Requirements & tools
Anthropic
The Research Engineer, Code Reinforcement Learning at Anthropic advances Claude’s ability to write, edit, test, debug, and ship real software end-to-end. Responsibilities include designing RL environments and coding tasks; building the reward signals and verifiers that capture what good code means; running training experiments on frontier models; diagnosing why a model does (or doesn’t) improve at specific classes of software-engineering work; and improving the speed and reliability of pipelines that enable rapid experimentation. Code RL spans several focus areas — from agentic coding behaviors and code correctness, to long-horizon autonomous engineering, to high-performance code for accelerators — with team matching candidates to highest-impact areas. Required: strong software-engineering skills with deep Python expertise (including async/concurrent programming); comfort owning systems end-to-end and debugging across the stack; balance between research exploration and engineering implementation; rigor in shaping experimental design and interpreting results; care for code quality, testing, and performance; passion for safe and beneficial AI systems. Strong candidates also have experience with RL, RLHF, post-training, or LLM fine-tuning; or have built coding agents, code-execution sandboxes, or similar systems. Compensation: $500,000-$850,000 base plus substantial equity (Anthropic stock).
Role context
Research Engineers on the Code Reinforcement Learning team at frontier AI labs advance models’ ability to write, edit, test, debug, and ship real software end-to-end on real codebases with real tools. At Anthropic, this role within the RL organization blends research and engineering — designing RL environments and coding tasks, building reward signals and verifiers that capture what “good code” means, running training experiments on frontier models, and diagnosing why a model does or doesn’t improve at a class of software-engineering work. The team contributes to every Claude model release with significant impacts on coding capabilities. Compensation reflects frontier-AI-research pay banding at $500,000-$850,000 plus equity.
Quick facts
Frequently Asked Questions
What does "Code RL" focus on at Anthropic specifically?

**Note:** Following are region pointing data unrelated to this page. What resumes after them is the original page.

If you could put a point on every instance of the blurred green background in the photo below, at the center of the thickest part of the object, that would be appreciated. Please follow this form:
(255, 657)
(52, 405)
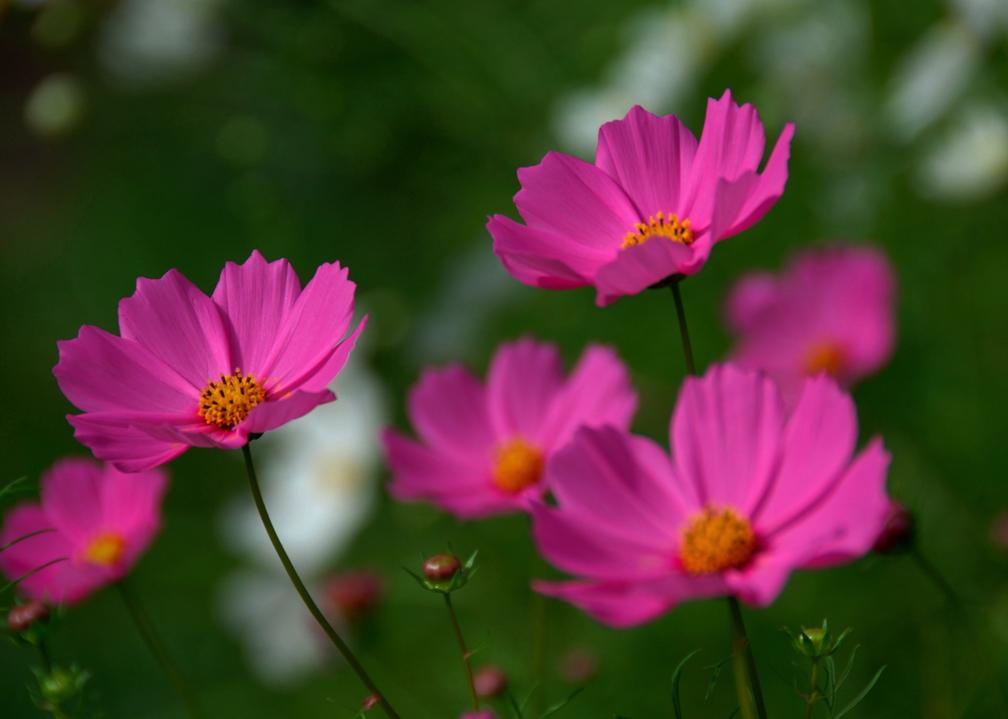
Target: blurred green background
(137, 136)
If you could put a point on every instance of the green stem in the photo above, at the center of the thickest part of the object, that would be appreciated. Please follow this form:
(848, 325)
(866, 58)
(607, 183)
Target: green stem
(683, 330)
(474, 700)
(156, 647)
(744, 661)
(303, 592)
(812, 690)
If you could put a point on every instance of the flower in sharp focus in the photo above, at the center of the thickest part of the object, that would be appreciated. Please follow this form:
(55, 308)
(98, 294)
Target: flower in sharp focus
(753, 491)
(191, 370)
(832, 311)
(650, 207)
(482, 449)
(97, 520)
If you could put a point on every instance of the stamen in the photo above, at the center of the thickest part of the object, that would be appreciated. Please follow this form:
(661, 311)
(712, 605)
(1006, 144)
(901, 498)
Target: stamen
(517, 465)
(826, 357)
(106, 550)
(717, 540)
(228, 402)
(658, 226)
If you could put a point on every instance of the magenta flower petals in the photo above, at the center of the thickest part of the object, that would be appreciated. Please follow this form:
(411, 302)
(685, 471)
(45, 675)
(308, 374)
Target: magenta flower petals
(830, 311)
(753, 492)
(717, 439)
(449, 409)
(651, 207)
(112, 374)
(483, 451)
(98, 521)
(192, 370)
(649, 156)
(177, 324)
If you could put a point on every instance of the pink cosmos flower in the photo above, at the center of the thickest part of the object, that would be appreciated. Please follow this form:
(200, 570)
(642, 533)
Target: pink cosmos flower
(830, 311)
(482, 450)
(594, 224)
(752, 492)
(100, 521)
(192, 370)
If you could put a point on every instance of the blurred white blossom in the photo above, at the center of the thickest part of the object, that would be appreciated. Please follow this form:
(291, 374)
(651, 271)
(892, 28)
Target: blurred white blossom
(970, 160)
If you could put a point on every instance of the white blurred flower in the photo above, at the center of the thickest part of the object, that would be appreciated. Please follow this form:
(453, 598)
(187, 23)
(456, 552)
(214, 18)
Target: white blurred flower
(931, 77)
(319, 482)
(971, 160)
(153, 41)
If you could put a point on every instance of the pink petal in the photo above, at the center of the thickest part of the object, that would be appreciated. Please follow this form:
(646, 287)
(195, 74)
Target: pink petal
(726, 434)
(315, 325)
(421, 473)
(523, 380)
(568, 197)
(71, 496)
(543, 259)
(449, 409)
(598, 480)
(101, 372)
(844, 523)
(740, 207)
(650, 157)
(325, 374)
(276, 412)
(113, 437)
(179, 325)
(819, 443)
(256, 296)
(639, 266)
(598, 392)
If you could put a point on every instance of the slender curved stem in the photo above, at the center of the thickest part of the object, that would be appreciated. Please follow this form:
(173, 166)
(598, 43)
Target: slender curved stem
(474, 700)
(741, 649)
(683, 330)
(303, 592)
(153, 641)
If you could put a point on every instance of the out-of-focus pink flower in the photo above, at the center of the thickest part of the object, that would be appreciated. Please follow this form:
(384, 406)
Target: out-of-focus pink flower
(752, 492)
(652, 205)
(192, 370)
(830, 311)
(482, 450)
(99, 521)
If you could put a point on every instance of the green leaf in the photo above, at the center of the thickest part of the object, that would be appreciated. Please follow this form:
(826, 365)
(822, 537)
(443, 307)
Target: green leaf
(864, 693)
(676, 707)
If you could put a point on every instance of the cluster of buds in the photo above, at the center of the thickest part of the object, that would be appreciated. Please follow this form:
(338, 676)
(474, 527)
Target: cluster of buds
(445, 573)
(816, 642)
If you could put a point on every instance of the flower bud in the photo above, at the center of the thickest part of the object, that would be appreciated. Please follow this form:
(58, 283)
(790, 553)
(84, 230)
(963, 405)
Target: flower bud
(897, 534)
(22, 617)
(353, 593)
(441, 568)
(490, 682)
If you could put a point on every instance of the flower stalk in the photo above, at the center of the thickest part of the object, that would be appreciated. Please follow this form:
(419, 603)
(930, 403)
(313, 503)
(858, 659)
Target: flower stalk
(302, 590)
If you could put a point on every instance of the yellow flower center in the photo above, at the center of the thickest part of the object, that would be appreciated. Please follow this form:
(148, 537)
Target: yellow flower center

Code Reinforcement Learning at Anthropic spans several focus areas: agentic coding behaviors (models that plan multi-step software changes), code correctness (verifying the code actually works), long-horizon autonomous engineering (models that work on weeks-long projects), and high-performance code for accelerators (CUDA, Triton, Pallas optimization). The team matches engineers to whichever subarea has highest leverage at hiring time.
Is prior RL experience required for this Code RL role?
Listed as a strong bonus, not strictly required. The harder requirement is strong software-engineering with deep Python expertise. Engineers from backgrounds in compilers, language tooling, code execution, or developer infrastructure are competitive without RL specifics. The first 3-6 months involve significant RL ramp-up; candidates who can demonstrate fast learning and quantitative rigor compensate for missing RL background.
What is Anthropic's compensation philosophy for senior research engineers?
Compensation at Anthropic for senior research engineers is among the highest in the industry — $500,000-$850,000 base reflects this. Total compensation including equity often exceeds $1M for highly experienced candidates. The philosophy is to compete with top labs (OpenAI, DeepMind) and frontier hedge funds for the same talent. Compensation reflects scarcity of senior RL + LLM engineering talent globally.